I'm talking about friends, people we were close to, people we made time for even when life was busy. 💔 And they just... left. Without a word. Without respect. Without the basic courtesy of explaining why.

And you know what's really frustrating? When they return, everyone acts grateful. "Oh my God, I missed you so much!" people say. Like the other person did us a favor by finally acknowledging our existence again. 😤 We throw ourselves at them, we rearrange our schedules, we make it clear that we're happy they're back. We reward their behavior.

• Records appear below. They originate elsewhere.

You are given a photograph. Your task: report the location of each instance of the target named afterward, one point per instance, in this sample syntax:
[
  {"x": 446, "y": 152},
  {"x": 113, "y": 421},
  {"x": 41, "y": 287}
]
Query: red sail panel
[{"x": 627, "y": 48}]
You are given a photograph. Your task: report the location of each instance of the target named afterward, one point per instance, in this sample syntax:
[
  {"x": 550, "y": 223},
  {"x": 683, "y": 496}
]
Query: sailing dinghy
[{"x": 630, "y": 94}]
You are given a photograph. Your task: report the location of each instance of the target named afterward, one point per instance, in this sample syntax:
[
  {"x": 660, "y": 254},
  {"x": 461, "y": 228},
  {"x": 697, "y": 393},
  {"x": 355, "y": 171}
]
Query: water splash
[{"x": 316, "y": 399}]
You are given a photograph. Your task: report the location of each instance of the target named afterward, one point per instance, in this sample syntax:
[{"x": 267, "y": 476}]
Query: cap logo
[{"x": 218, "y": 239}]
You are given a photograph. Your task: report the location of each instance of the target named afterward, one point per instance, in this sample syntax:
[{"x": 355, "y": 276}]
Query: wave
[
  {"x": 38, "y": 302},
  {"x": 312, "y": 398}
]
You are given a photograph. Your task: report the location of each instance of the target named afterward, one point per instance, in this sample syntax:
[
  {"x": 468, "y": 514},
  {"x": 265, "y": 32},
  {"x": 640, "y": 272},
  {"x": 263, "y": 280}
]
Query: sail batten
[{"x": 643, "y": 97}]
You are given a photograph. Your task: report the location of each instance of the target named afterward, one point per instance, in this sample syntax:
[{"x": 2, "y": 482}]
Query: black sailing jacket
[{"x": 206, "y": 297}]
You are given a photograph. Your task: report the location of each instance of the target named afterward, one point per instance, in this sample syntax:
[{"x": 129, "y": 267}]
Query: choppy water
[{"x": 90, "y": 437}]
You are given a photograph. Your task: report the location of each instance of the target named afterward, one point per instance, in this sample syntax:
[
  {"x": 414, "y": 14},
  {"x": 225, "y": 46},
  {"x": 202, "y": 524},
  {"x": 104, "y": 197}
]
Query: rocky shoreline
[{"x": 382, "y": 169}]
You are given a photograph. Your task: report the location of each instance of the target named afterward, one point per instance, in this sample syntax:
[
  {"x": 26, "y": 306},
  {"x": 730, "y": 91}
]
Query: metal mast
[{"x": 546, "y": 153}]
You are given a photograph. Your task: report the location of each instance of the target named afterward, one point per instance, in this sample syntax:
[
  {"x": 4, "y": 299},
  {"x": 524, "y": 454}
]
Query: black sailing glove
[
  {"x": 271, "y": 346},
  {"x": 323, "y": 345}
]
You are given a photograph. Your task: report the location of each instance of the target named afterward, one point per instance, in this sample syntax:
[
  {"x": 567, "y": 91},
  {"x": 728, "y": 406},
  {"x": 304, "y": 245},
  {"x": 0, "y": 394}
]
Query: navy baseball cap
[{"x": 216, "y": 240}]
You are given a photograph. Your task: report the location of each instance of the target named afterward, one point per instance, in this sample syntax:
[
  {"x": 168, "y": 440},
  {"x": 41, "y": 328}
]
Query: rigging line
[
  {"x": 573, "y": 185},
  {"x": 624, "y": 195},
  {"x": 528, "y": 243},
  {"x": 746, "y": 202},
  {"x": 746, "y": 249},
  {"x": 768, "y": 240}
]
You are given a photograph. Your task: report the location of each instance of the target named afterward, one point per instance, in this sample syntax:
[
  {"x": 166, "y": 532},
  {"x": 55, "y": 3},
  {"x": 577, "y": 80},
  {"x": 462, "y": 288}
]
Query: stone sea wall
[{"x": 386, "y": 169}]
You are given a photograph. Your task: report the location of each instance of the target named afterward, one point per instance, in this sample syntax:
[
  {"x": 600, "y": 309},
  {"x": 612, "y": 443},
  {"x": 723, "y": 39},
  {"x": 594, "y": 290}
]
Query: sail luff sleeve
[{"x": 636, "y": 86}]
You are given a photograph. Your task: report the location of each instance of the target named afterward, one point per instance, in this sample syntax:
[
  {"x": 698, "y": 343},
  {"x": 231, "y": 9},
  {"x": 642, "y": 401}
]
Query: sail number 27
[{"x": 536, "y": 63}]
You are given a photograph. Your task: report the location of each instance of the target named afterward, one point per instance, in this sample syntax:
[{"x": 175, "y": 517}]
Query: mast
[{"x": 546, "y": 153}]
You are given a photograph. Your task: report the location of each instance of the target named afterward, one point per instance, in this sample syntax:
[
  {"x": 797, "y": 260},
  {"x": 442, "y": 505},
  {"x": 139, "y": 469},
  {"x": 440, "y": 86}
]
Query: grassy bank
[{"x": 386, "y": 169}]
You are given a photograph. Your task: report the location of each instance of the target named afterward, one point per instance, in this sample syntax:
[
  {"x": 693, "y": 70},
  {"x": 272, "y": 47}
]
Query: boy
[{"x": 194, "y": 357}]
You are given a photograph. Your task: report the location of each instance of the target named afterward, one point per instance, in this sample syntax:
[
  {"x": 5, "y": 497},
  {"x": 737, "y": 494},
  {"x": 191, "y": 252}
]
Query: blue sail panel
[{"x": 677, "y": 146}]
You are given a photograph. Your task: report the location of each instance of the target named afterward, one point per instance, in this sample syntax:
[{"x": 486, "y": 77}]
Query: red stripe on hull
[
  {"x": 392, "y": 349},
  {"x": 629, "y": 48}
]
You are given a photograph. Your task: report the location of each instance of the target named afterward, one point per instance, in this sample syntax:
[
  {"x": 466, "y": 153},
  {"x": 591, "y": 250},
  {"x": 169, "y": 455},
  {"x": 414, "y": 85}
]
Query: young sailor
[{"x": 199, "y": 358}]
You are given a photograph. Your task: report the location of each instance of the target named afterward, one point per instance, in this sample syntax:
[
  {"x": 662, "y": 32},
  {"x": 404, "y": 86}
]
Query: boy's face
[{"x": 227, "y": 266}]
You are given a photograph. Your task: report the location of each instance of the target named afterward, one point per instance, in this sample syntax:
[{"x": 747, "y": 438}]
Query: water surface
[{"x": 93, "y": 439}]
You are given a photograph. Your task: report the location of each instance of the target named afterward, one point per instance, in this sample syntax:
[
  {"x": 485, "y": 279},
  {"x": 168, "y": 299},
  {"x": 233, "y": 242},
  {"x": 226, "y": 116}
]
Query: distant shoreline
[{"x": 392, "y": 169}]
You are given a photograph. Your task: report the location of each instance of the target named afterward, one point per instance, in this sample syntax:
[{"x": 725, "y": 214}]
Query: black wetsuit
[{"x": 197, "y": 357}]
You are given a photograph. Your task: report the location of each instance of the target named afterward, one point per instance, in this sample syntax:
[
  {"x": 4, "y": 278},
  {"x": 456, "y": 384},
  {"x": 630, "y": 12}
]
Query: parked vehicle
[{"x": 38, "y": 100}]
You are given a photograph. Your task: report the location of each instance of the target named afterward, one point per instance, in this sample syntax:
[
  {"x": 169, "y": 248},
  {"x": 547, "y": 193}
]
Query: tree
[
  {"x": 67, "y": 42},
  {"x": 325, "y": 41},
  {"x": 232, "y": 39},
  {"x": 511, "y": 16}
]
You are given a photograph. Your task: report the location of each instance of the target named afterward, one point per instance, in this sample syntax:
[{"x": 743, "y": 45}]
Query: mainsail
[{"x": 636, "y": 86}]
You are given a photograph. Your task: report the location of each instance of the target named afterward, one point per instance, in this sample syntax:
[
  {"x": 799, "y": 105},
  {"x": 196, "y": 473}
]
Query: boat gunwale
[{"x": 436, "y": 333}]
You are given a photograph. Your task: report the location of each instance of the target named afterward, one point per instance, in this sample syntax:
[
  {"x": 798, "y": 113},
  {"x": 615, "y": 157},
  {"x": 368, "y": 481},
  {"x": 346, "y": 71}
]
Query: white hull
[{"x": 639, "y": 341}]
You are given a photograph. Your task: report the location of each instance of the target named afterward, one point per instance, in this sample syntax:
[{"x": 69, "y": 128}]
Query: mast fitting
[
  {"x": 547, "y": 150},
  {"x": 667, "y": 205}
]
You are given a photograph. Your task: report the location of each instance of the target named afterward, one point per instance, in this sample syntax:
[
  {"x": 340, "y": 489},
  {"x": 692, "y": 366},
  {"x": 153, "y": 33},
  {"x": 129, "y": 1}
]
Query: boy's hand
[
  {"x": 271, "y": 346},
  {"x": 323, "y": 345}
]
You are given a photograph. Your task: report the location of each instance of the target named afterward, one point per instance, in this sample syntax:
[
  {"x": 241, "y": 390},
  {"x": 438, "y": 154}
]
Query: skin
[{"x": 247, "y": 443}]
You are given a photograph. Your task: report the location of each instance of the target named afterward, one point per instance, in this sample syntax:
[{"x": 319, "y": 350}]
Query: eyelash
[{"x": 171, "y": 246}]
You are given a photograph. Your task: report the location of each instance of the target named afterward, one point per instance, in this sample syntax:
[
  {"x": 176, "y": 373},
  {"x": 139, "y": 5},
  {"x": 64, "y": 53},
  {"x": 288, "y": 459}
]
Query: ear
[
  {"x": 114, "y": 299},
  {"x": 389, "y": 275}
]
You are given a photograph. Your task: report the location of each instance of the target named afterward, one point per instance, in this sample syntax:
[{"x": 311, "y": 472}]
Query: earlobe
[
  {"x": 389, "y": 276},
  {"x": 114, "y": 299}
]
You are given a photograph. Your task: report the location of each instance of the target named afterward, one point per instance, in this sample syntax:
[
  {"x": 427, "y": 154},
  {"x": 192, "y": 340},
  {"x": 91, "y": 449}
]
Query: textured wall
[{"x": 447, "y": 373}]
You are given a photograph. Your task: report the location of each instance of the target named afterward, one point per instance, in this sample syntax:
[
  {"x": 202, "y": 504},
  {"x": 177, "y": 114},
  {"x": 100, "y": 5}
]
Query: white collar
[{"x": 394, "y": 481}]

This is not maturity. This is not how mature, self-respecting women should operate. 💪

A mature woman knows her value. She knows that she deserves consistency, honesty, and respect—not as a luxury, but as a baseline. 👩‍🦰 She knows that someone who can disappear without explanation is showing her exactly who they are. And a mature woman takes that information and acts accordingly.

What bothers me is that we're teaching young women that they should be grateful to be treated poorly. That if someone bothers to come back, it means the friendship is important. But that's backwards. 😞 If someone really valued the friendship, they wouldn't have left in the first place. Or if they did leave, they would have the courtesy to explain why.

I'm not saying we should be cold to people. I'm saying we should have standards. When someone ghosts you, you get to decide whether you want them back in your life. 🚪 You get to say, "I appreciate you, but I'm not interested in friendship with someone who treats me this way." That's not harsh—that's self-respect.

I've made this choice. I've let people go. And sure, when they come back with their apologies and their explanations, it would be easy to pretend everything's fine. But I can't do that. Because I have standards for myself. I deserve people in my life who are consistent, who show up, who stay. 💌

If we don't teach women to value themselves in this way, how can we expect them to have healthy relationships at all?